After inputting the data into a high-performance computer, the team first made "gene families" from each gene in each genome.
In this way, we can make similarity comparisons between genomes," says Dr. Domingo-Sanans.
Once these families were identified, the team analyzed the patterns of their presence in some genomes and deletion in others.
"We found that certain gene families never appear in one genome when another particular gene family already exists, while in other cases, certain genes are very dependent on the presence of another gene family. ”
In fact, researchers have discovered an unseen ecosystem where genes can cooperate or conflict with each other.
These interactions between genes make certain aspects of evolution possible, and we now have a tool that can help us make them, Dr. Domingo-Sanans adds.
"With this work, we can begin to explore which genes "support" antibiotic resistance genes, for example. So if we're trying to eliminate antibiotic resistance, we can target not only focus genes, but also their support genes. ”

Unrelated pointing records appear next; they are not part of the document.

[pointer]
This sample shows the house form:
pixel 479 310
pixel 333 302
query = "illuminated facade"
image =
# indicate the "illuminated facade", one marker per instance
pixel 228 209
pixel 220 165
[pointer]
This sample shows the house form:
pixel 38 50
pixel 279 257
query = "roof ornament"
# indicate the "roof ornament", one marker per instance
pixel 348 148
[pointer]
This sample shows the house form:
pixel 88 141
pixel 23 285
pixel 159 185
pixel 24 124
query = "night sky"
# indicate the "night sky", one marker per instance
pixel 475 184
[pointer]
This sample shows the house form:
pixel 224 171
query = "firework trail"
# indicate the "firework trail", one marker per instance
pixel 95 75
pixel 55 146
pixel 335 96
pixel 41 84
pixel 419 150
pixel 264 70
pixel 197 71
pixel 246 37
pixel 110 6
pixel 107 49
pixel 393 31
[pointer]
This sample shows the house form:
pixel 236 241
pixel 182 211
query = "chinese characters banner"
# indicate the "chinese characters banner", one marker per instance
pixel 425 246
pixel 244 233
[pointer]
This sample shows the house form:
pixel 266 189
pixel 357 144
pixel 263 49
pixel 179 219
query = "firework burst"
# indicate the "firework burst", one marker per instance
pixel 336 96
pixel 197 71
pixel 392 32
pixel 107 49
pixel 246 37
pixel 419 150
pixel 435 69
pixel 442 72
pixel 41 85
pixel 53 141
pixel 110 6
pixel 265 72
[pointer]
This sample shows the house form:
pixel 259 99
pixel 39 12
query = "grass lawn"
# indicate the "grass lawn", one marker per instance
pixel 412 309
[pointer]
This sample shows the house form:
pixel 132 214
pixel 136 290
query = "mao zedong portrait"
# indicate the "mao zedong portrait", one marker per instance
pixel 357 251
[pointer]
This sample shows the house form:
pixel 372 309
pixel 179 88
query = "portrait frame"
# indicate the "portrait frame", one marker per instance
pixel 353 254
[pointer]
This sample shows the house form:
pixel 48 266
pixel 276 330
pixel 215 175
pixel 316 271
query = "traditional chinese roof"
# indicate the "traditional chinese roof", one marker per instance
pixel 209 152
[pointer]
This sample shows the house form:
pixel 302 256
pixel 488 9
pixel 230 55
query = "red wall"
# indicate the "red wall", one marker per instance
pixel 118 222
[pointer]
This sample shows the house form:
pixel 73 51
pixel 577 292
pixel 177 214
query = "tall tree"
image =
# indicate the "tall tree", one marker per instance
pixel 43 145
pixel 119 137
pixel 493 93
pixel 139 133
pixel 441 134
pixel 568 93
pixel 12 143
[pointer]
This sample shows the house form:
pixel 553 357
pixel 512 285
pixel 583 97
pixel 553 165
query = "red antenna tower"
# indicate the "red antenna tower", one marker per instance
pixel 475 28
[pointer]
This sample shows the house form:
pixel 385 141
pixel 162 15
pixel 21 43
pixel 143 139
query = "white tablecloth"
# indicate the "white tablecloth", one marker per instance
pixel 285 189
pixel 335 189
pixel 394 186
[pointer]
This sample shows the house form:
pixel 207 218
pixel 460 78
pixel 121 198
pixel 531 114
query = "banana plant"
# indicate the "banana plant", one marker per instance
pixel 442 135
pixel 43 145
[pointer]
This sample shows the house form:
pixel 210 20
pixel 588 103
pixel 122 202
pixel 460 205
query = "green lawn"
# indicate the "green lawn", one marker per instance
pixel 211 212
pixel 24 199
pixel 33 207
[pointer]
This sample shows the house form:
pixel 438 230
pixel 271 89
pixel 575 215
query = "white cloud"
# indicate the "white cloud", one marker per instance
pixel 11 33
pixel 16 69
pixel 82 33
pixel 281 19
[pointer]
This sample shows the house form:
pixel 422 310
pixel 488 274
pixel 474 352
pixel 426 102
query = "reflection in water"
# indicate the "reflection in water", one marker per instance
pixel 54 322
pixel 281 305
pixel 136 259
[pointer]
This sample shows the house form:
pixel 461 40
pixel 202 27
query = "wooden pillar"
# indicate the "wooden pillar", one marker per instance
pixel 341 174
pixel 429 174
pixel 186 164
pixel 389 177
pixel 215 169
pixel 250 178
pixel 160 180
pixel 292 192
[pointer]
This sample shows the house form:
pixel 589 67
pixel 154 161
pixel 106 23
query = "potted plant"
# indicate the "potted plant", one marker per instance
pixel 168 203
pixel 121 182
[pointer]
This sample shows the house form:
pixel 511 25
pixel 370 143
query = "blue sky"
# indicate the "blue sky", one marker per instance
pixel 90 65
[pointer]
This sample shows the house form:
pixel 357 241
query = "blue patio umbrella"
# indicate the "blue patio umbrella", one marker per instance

We can use this approach to synthesize novel genetic constructs that can be used to develop new drugs or vaccines. Knowing what we know now has opened a door to other discoveries for us. ”
The implications of this study are far-reaching and could lead to:
Novel genome design enables scientists to design synthetic genomes that provide a roadmap to the manipulation of genetic material.
Fight antibiotic resistanceUnderstanding the dependencies between genes can help identify the "supporting role" genes that make antibiotic resistance possible, paving the way for targeted **.
Climate change mitigationInsights from the research may help design engineered microorganisms that can capture carbon or degrade pollutants to contribute to the fight against climate change.
Medical applicationsThe availability of genetic interactions has the potential to revolutionize personalized medicine by providing new indicators of disease risk and efficacy.